Die Insolvenzursachen bei der WBN Waggonbau Niesky GmbH werden immer mysteriöser.

Noch im April 2017 war der damalige Geschäftsführer Thomas Steiner überzeugt: „Die Entwicklung wird sich aus heutiger Sicht für 2018 weiterhin besonders positiv fortsetzen.“ Es sei ein Umsatz von zirka 100 Millionen Euro „und ein weiterer deutlicher Anstieg des Jahresüberschusses“ geplant. Das geht aus dem Ende Februar veröffentlichten Geschäftsbericht des Unternehmens für das Jahr 2016 hervor.

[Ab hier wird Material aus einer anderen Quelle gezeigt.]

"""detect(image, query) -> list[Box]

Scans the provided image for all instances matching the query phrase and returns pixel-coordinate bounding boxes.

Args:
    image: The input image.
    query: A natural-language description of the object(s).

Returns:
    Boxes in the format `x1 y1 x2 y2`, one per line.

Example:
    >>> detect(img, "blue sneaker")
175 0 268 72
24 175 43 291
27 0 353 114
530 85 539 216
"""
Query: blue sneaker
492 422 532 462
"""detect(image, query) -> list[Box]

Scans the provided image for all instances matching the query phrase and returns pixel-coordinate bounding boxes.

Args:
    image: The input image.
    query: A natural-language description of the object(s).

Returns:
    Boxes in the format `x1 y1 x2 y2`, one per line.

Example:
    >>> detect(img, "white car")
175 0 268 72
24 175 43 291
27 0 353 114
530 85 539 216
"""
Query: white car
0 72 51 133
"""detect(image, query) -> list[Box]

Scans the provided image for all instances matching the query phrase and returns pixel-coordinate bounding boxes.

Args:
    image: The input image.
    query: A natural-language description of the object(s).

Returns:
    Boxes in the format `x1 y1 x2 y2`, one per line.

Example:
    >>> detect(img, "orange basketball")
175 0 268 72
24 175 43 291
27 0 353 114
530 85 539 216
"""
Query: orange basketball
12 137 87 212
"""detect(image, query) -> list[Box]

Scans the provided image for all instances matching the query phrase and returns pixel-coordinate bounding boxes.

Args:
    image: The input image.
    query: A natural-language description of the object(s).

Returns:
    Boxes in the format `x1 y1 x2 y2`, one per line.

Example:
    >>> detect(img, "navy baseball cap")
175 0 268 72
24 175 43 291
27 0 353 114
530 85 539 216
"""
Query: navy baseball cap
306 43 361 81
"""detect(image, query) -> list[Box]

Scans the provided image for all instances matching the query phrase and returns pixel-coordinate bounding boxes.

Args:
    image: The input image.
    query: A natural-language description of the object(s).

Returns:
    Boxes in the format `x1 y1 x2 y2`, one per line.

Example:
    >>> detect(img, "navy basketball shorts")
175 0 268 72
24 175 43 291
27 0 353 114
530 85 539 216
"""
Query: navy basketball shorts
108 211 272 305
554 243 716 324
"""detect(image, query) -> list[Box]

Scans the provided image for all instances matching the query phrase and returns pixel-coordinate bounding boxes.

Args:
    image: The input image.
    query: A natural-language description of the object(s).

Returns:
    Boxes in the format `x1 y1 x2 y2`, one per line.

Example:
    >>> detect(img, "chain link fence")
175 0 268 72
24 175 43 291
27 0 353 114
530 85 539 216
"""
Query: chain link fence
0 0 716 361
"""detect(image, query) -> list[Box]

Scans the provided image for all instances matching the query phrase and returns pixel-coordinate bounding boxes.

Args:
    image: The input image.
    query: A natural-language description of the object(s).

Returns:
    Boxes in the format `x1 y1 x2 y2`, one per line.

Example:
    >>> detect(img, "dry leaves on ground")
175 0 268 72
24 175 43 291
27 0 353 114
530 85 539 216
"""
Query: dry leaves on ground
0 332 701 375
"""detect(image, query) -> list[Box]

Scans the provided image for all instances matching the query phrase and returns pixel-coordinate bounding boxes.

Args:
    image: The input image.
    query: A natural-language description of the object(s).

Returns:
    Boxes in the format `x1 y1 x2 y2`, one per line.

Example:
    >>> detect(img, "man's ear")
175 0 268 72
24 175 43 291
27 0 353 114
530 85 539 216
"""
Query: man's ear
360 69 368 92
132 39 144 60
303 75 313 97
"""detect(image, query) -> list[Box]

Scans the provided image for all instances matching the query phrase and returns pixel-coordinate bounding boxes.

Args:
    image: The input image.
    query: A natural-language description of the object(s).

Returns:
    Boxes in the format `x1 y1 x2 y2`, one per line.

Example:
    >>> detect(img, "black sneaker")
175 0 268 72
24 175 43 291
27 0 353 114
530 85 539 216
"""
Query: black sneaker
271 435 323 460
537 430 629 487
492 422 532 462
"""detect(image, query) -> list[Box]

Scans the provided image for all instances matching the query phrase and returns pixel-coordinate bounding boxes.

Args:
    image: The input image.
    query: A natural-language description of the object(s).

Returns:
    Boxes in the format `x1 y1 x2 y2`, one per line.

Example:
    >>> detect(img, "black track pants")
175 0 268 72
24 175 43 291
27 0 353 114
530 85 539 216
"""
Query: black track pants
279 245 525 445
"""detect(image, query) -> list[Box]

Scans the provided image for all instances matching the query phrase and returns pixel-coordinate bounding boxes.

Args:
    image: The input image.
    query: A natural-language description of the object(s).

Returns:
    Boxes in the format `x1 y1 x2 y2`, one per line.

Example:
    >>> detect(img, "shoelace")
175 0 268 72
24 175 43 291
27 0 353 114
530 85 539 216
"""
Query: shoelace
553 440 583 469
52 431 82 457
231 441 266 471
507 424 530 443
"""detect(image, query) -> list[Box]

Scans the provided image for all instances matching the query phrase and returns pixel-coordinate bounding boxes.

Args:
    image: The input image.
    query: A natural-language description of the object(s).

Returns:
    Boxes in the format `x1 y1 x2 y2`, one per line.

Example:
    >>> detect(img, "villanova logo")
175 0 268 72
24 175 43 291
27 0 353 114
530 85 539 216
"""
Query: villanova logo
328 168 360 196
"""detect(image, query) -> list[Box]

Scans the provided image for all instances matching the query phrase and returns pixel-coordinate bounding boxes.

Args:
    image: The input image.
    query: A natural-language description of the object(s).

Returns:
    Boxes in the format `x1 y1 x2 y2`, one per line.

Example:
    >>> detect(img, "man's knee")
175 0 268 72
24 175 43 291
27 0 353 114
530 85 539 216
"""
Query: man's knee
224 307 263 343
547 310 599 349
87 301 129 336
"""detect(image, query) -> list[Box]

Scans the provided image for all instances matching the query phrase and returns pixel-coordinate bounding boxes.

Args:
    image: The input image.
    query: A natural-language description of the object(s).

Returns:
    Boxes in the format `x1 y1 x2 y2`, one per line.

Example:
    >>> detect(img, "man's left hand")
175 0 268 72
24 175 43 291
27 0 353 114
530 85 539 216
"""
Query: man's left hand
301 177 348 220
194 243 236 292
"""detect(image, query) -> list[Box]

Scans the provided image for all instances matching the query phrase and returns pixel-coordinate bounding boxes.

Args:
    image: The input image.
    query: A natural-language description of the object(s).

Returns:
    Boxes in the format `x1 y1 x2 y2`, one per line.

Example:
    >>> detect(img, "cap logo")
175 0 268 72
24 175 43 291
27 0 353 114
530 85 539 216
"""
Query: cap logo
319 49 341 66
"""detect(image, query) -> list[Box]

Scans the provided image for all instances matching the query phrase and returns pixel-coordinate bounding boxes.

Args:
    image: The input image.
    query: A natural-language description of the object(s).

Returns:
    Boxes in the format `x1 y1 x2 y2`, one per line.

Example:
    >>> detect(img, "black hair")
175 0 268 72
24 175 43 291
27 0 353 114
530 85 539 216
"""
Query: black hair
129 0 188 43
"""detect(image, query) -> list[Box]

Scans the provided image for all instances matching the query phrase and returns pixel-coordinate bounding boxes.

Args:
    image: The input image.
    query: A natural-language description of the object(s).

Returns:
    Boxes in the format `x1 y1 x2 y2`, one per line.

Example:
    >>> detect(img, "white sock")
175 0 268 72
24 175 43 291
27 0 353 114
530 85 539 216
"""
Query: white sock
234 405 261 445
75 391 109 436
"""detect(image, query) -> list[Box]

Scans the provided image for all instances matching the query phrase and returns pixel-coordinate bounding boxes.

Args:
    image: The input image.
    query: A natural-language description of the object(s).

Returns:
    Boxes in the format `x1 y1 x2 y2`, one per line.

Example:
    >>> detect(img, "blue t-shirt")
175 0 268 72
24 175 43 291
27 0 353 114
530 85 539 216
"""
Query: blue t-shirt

Entgegen den Erwartungen Steiners musste sein Nachfolger Eduard Janßen jedoch Ende 2017 wegen drohender Zahlungsunfähigkeit Insolvenz beantragen. Das zuständige Amtsgericht Dresden hat das Verfahren am 1. März eröffnet.

Dem Jahresabschluss 2016 zufolge erwirtschafteten die Waggonbauer ein Ergebnis vor Abschreibungen und Steuern von 2,04 Millionen Euro. Das entspreche einem Plus von 14,1 Prozent im Vergleich zum Vorjahr, heißt es in dem Bericht. Inklusive diverser Optionen habe man einen Auftragsbestand von 274 Millionen Euro in den Büchern. Dies gelte vor allem für Schüttgutwagen, Autotransportwagen und Spezialgüterwagen. „Die Optionen werden in der Regel mit hoher Wahrscheinlichkeit gezogen“, schreibt Steiner.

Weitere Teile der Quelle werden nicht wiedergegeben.